OmpR, a response regulator of the EnvZ/OmpR two-component system (TCS), controls the reciprocal regulation of two porin proteins, OmpF and OmpC, in bacteria. During signal transduction, OmpR (OmpR-FL) undergoes phosphorylation at its conserved Asp residue in the N-terminal receiver domain (OmpRn) and recognizes the promoter DNA from its C-terminal DNA-binding domain (OmpRc) to elicit an adaptive response. Apart from that, OmpR regulates many genes in Escherichia coli and is important for virulence in several pathogens. However, the molecular mechanism of the regulation and the structural basis of OmpR–DNA binding is still not fully clear. In this study, we presented the crystal structure of OmpRc in complex with the F1 region of the ompF promoter DNA from E. coli. Our structural analysis suggested that OmpRc binds to its cognate DNA as a homodimer, only in a head-to-tail orientation. Also, the OmpRc apo-form showed a unique domain-swapped crystal structure under different crystallization conditions. Biophysical experimental data, such as NMR, fluorescent polarization and thermal stability, showed that inactive OmpR-FL (unphosphorylated) could bind to promoter DNA with a weaker binding affinity as compared with active OmpR-FL (phosphorylated) or OmpRc, and also confirmed that phosphorylation may only enhance DNA binding. Furthermore, the dimerization interfaces in the OmpRc–DNA complex structure identified in this study provide an opportunity to understand the regulatory role of OmpR and explore the potential for this “druggable” target.

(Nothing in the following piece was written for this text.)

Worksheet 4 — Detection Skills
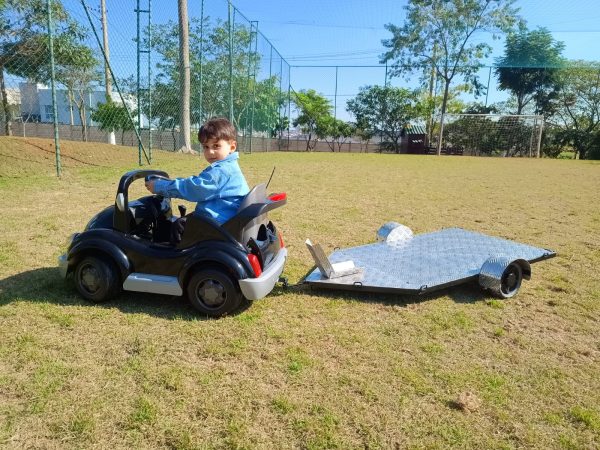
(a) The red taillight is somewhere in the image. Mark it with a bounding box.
[248,253,262,278]
[269,192,287,202]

OmpR 是 EnvZ/OmpR 双组分系统 (TCS) 的响应调节器，控制细菌中两种孔蛋白 OmpF 和 OmpC 的相互调节。在信号转导过程中，OmpR (OmpR-FL) 在其 N 端接收域 (OmpRn) 中保守的 Asp 残基处经历磷酸化，并识别来自其​​ C 端 DNA 结合域 (OmpRc) 的启动子 DNA 以引发适应性反应。除此之外，OmpR 调节大肠杆菌中的许多基因，并且对几种病原体的毒力很重要。然而，调控的分子机制和 OmpR-DNA 结合的结构基础仍不完全清楚。在这项研究中，我们展示了 OmpRc 的晶体结构与来自大肠杆菌的ompF启动子 DNA的 F1 区复合. 我们的结构分析表明，OmpRc 与其同源 DNA 结合为同源二聚体，仅以头对尾的方向结合。此外，OmpRc apo 形式在不同的结晶条件下显示出独特的域交换晶体结构。核磁共振、荧光偏振和热稳定性等生物物理实验数据表明，与活性 OmpR-FL（磷酸化）或 OmpRc 相比，非活性 OmpR-FL（未磷酸化）与启动子 DNA 的结合亲和力较弱，同时也证实了磷酸化可能只会增强 DNA 结合。此外，本研究中鉴定的 OmpRc-DNA 复合结构中的二聚化界面为了解 OmpR 的调节作用和探索这一“可成药”目标的潜力提供了机会。